El bosón de Higgs es una partícula elemental que se encarga de originar toda la masa del universo. 
Desde los orígenes del universo toda la masa de la materia que nos rodea ha sido creada gracias al bosón de Higgs. Cabe añadir, que nuestro universo sería un lugar muy diferente sin masa, con lo cual, si el electrón no tuviera masa no habría átomos, entonces no existiría la materia como la conocemos, por lo que tampoco habría biología, ni química, ni existiríamos los seres humanos.


La confirmación de la existencia de esta partícula es uno de los objetivos del Gran Colisionador de Hadrones. El bosón de Higgs no se puede detectar directamente, ya que cada vez que se produce, se desintegra casi instantáneamente dando lugar a otras partículas elementales.

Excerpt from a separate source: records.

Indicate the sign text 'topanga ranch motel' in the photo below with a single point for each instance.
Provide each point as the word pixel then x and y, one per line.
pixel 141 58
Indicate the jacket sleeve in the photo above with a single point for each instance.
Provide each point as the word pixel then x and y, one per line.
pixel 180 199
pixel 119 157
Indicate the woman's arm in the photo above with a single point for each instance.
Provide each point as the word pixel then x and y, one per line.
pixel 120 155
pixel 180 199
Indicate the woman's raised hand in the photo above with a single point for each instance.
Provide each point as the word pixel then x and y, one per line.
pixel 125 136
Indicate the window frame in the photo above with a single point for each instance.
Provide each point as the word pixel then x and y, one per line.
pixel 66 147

El campo de Higgs sería una especie de continuo que se extiende por todo el espacio, formado por un intocable número de bosones de Higgs. La masa de las partículas estaría causada por una "fricción" con el campo de Higgs, por lo que las partículas con mayor fricción tienen una mayor masa.

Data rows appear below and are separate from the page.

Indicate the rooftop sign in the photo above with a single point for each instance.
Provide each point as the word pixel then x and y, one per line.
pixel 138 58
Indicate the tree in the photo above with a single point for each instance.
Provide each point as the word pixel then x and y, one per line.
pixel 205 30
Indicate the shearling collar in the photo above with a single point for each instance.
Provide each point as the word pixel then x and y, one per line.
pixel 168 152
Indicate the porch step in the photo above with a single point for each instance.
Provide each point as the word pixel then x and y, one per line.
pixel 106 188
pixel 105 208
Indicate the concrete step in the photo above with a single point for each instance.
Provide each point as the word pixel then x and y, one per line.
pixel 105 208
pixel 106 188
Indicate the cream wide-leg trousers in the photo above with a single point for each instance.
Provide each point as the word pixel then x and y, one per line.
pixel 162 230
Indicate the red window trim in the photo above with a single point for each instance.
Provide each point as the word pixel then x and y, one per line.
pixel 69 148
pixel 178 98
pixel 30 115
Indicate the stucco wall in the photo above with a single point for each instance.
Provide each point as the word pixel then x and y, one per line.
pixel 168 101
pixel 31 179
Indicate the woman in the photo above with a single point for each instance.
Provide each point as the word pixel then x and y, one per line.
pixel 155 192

Además, dentro del campo de Higgs, hay diferentes tipos de bosones de Higgs, en los últimos años, la Organización Europea para la Investigación Nuclear (CERN), confirmaron el descubrimiento de un bosón de Higgs en el Gran Colisionador de Hadrones, pero aún no han confirmado que tipo de bosón han descubierto, no podemos saber si se trata de la "partícula de Dios".

Finalmente, si se descubre y determina el bosón de Higgs comenzaría una nueva era en la física cuántica, y nos ayudaría a comprender uno de los mayores misterios de nuestro universo. La materia oscura.